Últimamente los sueños le devoraban, se quedaban con él en lugar de difuminarse a los pocos segundos de despertar. No eran pesadillas, no, eran otra cosa: como una edición desordenada de fragmentos de su vida que tenían una terrorífica similitud con la realidad, parecían profecías pero sonaban a advertencias, o tal vez certezas que insinuaban que aún estaba a tiempo de frustrar.
Durante la jornada volvían a él una y otra vez: en el trabajo, en el baño, atrapado en un atasco con los tertulianos en la radio del coche gritando su soflama impuesta a los cuatro vientos, no conseguía escaparse de aquellas amenazas oníricas.
Le agujereaban el cerebro con flashbacks de episodios verídicos, un leitmotiv de arrepentimientos que componían una sinfonía de dolores consumados y hasta ahora regateados que no dejaba de sonar, solemne y fúnebre, amenazante y en cierto modo burlona.
Había probado con la tila y la valeriana, con remedios de la abuela y con pastillas de baja intensidad química, de las que anuncian en la tele: no se podía vivir con miedo a soñar, pero tampoco rehuyendo la realidad de sus circunstancias, provocadas por un pasado que ya no tenía remiendo pero que tampoco tenía por qué corromper un futuro que aún no había nacido, y que no tenía sentido que naciese muerto.
Se sumergía en el bullicio en busca de ruido, pretendía buscar en las conversaciones atropelladas de los bares, un inhibidor de frecuencias para su cerebro, para su conciencia sibilina. No se daba cuenta de que le hablaba su instinto de supervivencia.
La soledad no tiene por qué ser cosa de números, en la multitud es donde más solo se está en muchas ocasiones, y no es la algarabía remedio para los enfermos de soledad.
Sus sueños de estos últimos días intentaban certificar su diagnóstico en base a los excesos cometidos, excesos en miedo y egoísmo a partes iguales, pero también desidia e irresponsabilidad. El éxito en la vida no se mide en euros, ni tampoco en conocimientos, las citas de los literatos mueren con la última sonrisa socarrona y taimada del orador pedante de turno, que repite arengas con las que no interactúa, convirtiendo el discurso en un sermón más o menos bien esculpido, pero al fin y al cabo, un sermón.
Empezaba a hacerse preguntas, y las lágrimas venían a sus ojos muchos años después de la última visita de la sal a sus lacrimales. Era alguien tan pragmático que jamás pensó que pudiesen interesarle todos aquellos clichés de telefilm ñoño de sobremesa como empezar una nueva vida, dar carpetazo, pasar página o nunca es demasiado tarde.
Cerraba los ojos aniquilado por el agotamiento y Morfeo volvía a declararle la guerra: le arrojaba a la húmeda y pantanosa arena de su vida y le enfrentaba a sus recuerdos convertidos en leones adormilados a los que con un poco de valor, podría derrotar y salir por la puerta grande en busca del resto de su vida, que aún quedaba camino.

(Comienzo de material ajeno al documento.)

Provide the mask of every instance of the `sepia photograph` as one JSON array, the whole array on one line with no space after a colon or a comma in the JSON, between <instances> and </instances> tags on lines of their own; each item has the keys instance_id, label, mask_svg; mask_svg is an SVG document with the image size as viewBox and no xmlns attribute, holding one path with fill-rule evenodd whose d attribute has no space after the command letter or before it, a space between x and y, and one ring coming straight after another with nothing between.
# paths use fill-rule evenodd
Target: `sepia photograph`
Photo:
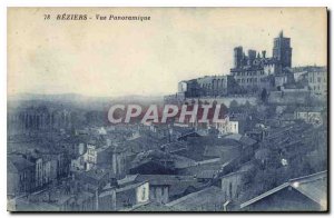
<instances>
[{"instance_id":1,"label":"sepia photograph","mask_svg":"<svg viewBox=\"0 0 334 218\"><path fill-rule=\"evenodd\" d=\"M328 212L327 47L325 7L7 8L7 211Z\"/></svg>"}]
</instances>

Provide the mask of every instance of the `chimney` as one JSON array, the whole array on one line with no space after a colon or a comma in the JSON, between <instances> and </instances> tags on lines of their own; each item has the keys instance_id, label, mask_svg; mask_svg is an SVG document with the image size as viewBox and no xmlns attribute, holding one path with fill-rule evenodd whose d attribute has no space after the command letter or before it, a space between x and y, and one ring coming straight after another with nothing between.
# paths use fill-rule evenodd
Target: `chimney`
<instances>
[{"instance_id":1,"label":"chimney","mask_svg":"<svg viewBox=\"0 0 334 218\"><path fill-rule=\"evenodd\" d=\"M266 58L266 51L265 50L262 51L262 57Z\"/></svg>"}]
</instances>

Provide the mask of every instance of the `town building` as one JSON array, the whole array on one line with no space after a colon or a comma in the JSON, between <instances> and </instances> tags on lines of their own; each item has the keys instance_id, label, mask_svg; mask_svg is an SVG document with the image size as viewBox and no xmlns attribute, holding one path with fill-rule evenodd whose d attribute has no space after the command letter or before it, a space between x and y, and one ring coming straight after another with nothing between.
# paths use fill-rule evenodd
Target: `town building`
<instances>
[{"instance_id":1,"label":"town building","mask_svg":"<svg viewBox=\"0 0 334 218\"><path fill-rule=\"evenodd\" d=\"M327 171L291 179L240 205L243 211L325 211Z\"/></svg>"}]
</instances>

Se despertaba dos horas antes que el despertador y empezaba a echar de menos lo que ignoró durante años de vivir de las rentas de una juventud que siempre juega con ventaja, años de sentir la eternidad como un patrimonio inagotable, una herencia cobrada de la vida, del linaje austero e insigne de su familia diseminada y desaparecida, gente sin consejos en la boca ni abrazos en los cuerpos, sin besos en los labios ni generosidad en el corazón, gente ajena e individualista, como él.

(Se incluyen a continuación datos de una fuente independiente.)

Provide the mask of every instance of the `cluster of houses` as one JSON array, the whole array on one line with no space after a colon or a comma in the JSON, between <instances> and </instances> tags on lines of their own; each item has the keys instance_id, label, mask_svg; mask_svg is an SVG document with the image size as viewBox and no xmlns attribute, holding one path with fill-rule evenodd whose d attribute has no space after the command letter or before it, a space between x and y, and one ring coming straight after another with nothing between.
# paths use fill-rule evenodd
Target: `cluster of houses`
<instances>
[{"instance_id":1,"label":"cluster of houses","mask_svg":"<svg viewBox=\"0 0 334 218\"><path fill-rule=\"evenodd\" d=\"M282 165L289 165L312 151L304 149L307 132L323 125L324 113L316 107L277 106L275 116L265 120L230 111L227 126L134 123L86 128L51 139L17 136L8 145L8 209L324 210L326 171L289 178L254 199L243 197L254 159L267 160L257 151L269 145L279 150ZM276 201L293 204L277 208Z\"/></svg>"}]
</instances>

La pregunta era dónde encontrar el valor, el coraje que ahora descubre que nunca tuvo. Todos esos sueños no dan respuestas, solo plantean preguntas incómodas y señalan acontecimientos que hasta hace poco agonizaban en la mazmorra del olvido, escarban en las conciencias aún sin formar, como hacen los buenos profesores, o los malos, no lo sé.

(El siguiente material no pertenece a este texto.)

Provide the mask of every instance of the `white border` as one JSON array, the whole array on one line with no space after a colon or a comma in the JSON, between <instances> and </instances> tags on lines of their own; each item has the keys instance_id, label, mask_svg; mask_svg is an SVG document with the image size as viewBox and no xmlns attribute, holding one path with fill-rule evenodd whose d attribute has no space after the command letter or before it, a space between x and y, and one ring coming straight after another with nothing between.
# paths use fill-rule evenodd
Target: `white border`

Llenó la taza hasta arriba de café, lo tintó con un poco de leche y se quedó pensando en el día que tenía por delante, podía ser uno más, o podía ser el primero, podía empezar a hacer algo, podía escuchar a sus sueños en lugar de intentar asfixiarlos, podía hacerse preguntas... y buscar respuestas, dejar de ser un beligerante derrotado.